The binary cross-entropy (BCE) loss therefore attempts to measure the differences of information content between the actual and predicted image masks. It is more generally based on the Bernoulli distribution, and works best with equal data-distribution amongst classes. In other terms, image masks with very heavy class imbalance may (such as in finding very small, rare tumors from X-ray images) may not be adequately evaluated by BCE.

This is due to the fact that the BCE treats both positive (1) and negative (0) samples in the image mask equally. Since there may be an unequal distribution of pixels that represent a given object (say, a car from the first image above) and the rest of the image, the BCE loss may not effectively represent the performance of the deep-learning model.

Binary Cross Entropy is defined as:

L(y,\hat{y}) = -y\log(\hat{y}) - (1-y)log(1-\hat{y})
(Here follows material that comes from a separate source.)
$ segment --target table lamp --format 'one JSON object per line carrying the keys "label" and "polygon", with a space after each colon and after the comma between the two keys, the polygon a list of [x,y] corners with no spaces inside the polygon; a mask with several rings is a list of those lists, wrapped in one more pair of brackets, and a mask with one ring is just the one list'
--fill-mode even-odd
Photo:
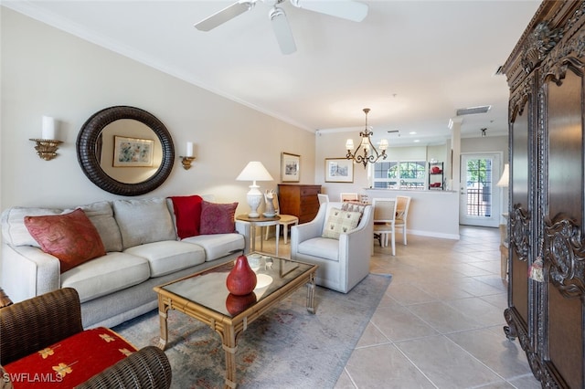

Quick primer on mathematical notation: if $y$ is our target image-segmentation mask, and $\hat{y}$ is our predicted mask from our deep-learning model, the loss measures the difference between what we want ( $y$ ) and what the model gave us ( $\hat{y}$ )

This has been implemented in TensorFlow's keras.losses package and as such, can be readily used as-is in your image segmentation models.
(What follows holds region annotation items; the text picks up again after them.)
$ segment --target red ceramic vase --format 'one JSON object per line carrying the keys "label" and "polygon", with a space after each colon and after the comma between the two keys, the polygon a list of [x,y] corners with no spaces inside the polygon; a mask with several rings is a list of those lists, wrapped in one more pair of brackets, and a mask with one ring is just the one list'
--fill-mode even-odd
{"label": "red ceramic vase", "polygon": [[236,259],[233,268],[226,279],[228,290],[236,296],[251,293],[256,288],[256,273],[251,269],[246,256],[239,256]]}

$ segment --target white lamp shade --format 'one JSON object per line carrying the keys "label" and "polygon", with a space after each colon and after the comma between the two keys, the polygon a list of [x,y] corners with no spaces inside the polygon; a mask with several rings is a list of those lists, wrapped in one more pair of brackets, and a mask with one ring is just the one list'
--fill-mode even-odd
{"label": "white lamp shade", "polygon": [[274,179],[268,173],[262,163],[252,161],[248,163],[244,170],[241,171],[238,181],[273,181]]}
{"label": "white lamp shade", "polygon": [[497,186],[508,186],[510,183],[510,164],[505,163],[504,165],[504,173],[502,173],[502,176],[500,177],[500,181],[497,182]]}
An adaptation of vanilla BCE has been weighted BCE, which weights positive pixels by some coefficient. It is heavily used in medical imaging (and other areas with highly skewed datasets). It is defined as follows:

L(y,\hat{y}) = -\beta y\log(\hat{y}) - (1-y)log(1-\hat{y})

The $\beta$ parameter can be tuned, for example: to reduce the number of false-negative pixels, $\beta > 1$ , in order to reduce the number of false positives, set $\beta < 1$

Dice Coefficient

This is a widely-used loss to calculate the similarity between images and is similar to the Intersection-over-Union heuristic. The Dice Coefficient has as such, been adapted to a loss function as the Dice Loss:

DL(y, \hat{y}) = 1 - \frac{2y\hat{y}+1}{y+\hat{y}+1}

A common criticism is the nature of its resulting search space, which is non-convex, several modifications have been made to make the Dice Loss more tractable for solving using methods such as L-BFGS and Stochastic Gradient Descent. The Dice Loss can be implemented in TensorFlow by subclassing tf.keras.losses as following:



class DiceLoss(tf.keras.losses.Loss):
    def __init__(self, smooth=1e-6, gama=2):
        super(DiceLoss, self).__init__()
        self.name = 'NDL'
        self.smooth = smooth
        self.gama = gama

    def call(self, y_true, y_pred):
        y_true, y_pred = tf.cast(
            y_true, dtype=tf.float32), tf.cast(y_pred, tf.float32)
        nominator = 2 * \
            tf.reduce_sum(tf.multiply(y_pred, y_true)) + self.smooth
        denominator = tf.reduce_sum(
            y_pred ** self.gama) + tf.reduce_sum(y_true ** self.gama) + self.smooth
        result = 1 - tf.divide(nominator, denominator)
        return result

Shape-Aware Loss

The U-Net paper forced their fully-connected convolutional network to learn small separation borders by using a pre-computed weight map for each ground truth pixel. This was aimed at compensating for the different frequency of pixels from certain classes in the training data set, and is computed using morphological operations. This weight map was computed as:

w(\bold{x}) = w_c(\bold{x}) + w_0 e^{-\frac{ (d_1(\bold{x}) + d_2(\bold{x}))^2}{2\sigma^2}}

The $d_1$ and $d_2$ functions give distances to the nearest and second nearest cells. $w_c$ is manually tuned to weight classes of instances of objects within an image depending on class distribution.